Casting a column to a DecimalType in a DataFrame seems to change the nullable property. Specifically, I have a non-nullable column of type DecimalType(12, 4) and I'm casting it to DecimalType(38, 9) using df.withColumn(columnName, df.col(columnName).cast(dataType)). This results in a field with the expected data type, but the field is now nullable. Is there a way to cast without changing the nullable property of a column?

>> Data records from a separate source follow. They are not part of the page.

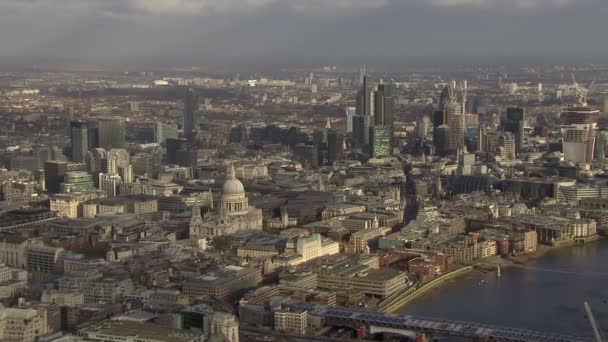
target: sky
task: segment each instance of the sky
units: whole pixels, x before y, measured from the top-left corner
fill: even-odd
[[[0,0],[0,63],[607,60],[608,0]]]

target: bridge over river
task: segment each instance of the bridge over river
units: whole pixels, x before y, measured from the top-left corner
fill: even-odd
[[[361,329],[370,335],[376,333],[412,336],[421,333],[432,337],[451,337],[469,341],[508,342],[587,342],[590,338],[529,331],[487,324],[415,317],[405,314],[387,314],[375,311],[312,304],[290,304],[291,309],[307,310],[309,314],[323,316],[326,325]]]

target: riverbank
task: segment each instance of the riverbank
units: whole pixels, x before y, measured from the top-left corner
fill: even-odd
[[[496,256],[496,257],[486,259],[481,263],[476,263],[474,265],[467,265],[465,267],[462,267],[457,270],[451,271],[449,273],[443,274],[443,275],[427,282],[426,284],[420,286],[419,288],[417,288],[414,291],[404,291],[401,296],[393,299],[390,303],[379,308],[379,311],[386,312],[386,313],[403,311],[405,308],[407,308],[408,304],[410,304],[412,301],[414,301],[418,297],[428,293],[432,289],[442,286],[445,282],[447,282],[449,280],[464,276],[467,273],[474,271],[474,270],[478,270],[478,271],[482,271],[482,272],[492,272],[492,271],[496,271],[498,266],[500,266],[501,268],[507,268],[509,266],[525,265],[527,263],[535,261],[536,259],[542,258],[543,256],[547,255],[551,251],[555,251],[555,250],[562,249],[565,247],[577,246],[577,245],[581,245],[584,243],[597,241],[600,239],[603,239],[603,237],[597,235],[597,236],[586,239],[585,242],[572,241],[570,243],[562,243],[560,245],[555,245],[555,246],[538,245],[536,252],[534,252],[534,253],[509,256],[506,258]]]
[[[429,292],[430,290],[432,290],[438,286],[441,286],[443,283],[445,283],[448,280],[463,276],[463,275],[467,274],[468,272],[472,271],[473,269],[474,269],[473,266],[465,266],[465,267],[459,268],[457,270],[443,274],[443,275],[429,281],[428,283],[420,286],[413,292],[404,292],[402,297],[396,298],[393,302],[391,302],[390,304],[381,308],[380,311],[386,312],[386,313],[403,311],[403,309],[405,309],[405,307],[407,307],[407,305],[410,302],[412,302],[419,296],[422,296],[423,294]]]
[[[509,266],[513,266],[513,265],[525,265],[529,262],[535,261],[536,259],[544,257],[549,252],[559,250],[562,248],[566,248],[566,247],[579,246],[579,245],[582,245],[585,243],[598,241],[603,238],[604,237],[602,237],[600,235],[595,235],[595,236],[585,238],[584,240],[568,241],[567,243],[561,243],[559,245],[554,245],[554,246],[539,244],[536,248],[536,252],[534,252],[534,253],[519,254],[519,255],[514,255],[514,256],[508,256],[505,258],[497,256],[497,257],[486,259],[482,263],[476,264],[475,267],[482,269],[482,270],[496,270],[496,268],[498,268],[498,265],[500,265],[500,267],[509,267]]]
[[[500,278],[495,270],[471,271],[402,312],[592,338],[583,303],[608,327],[608,239],[549,251],[534,260],[527,256],[527,265],[502,269]]]

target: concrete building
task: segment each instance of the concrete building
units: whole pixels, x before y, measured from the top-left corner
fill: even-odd
[[[17,235],[0,236],[0,263],[14,268],[27,267],[27,250],[33,246],[43,246],[41,239]]]
[[[215,312],[211,317],[211,337],[225,342],[239,342],[239,322],[234,315]]]
[[[599,110],[571,108],[562,113],[562,149],[564,160],[591,163],[595,149],[595,130]]]
[[[34,342],[46,333],[44,318],[38,311],[0,307],[0,341]]]
[[[290,335],[306,335],[308,311],[280,309],[274,313],[274,330]]]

I observe this behavior in both Spark 2.2.1 and Spark 2.3.0.

回答1:

Thanks for an interesting point. I dug a little into source code to understand this behavior and IMO the answer is in Cast.scala representing cast expression. The property exposing nullability is computed like that:

override def nullable: Boolean = Cast.forceNullable(child.dataType, dataType) || child.nullable

  def forceNullable(from: DataType, to: DataType): Boolean = (from, to) match {
  case (NullType, _) => true
  case (_, _) if from == to => false

  case (StringType, BinaryType) => false
  case (StringType, _) => true
  case (_, StringType) => false

  case (FloatType | DoubleType, TimestampType) => true
  case (TimestampType, DateType) => false
  case (_, DateType) => true
  case (DateType, TimestampType) => false
  case (DateType, _) => true
  case (_, CalendarIntervalType) => true

  case (_, _: DecimalType) => true  // overflow
  case (_: FractionalType, _: IntegralType) => true  // NaN, infinity
  case _ => false
}

As you can see, the conversion from any type to DecimalType always returns a nullable type. I was wondering why and it's probably because of the risk of overflow that is expressed here:

/**
 * Change the precision / scale in a given decimal to those set in `decimalType` (i  f any),
 * returning null if it overflows or modifying `value` in-place and returning it if successful.
 *
 * NOTE: this modifies `value` in-place, so don't call it on external data.
 */
private[this] def changePrecision(value: Decimal, decimalType: DecimalType): Decimal = {
  if (value.changePrecision(decimalType.precision,   decimalType.scale)) value else null
}

changePrecision method in its turn checks if the precision can be modified returning true if yes, false otherwise. It explains why above method can return null and hence why DecimalType, when casted independently on source type, is set to nullable by default.

Because of that IMO there is no simple way to keep the nullability of the original column. Maybe you could try to take a look at UserDefinedTypes and built your own, source-properties-keeping, DecimalType ? But IMO the nullability is there not without the reason and we'd respect that to avoid some bad surprises soon or later in the pipeline.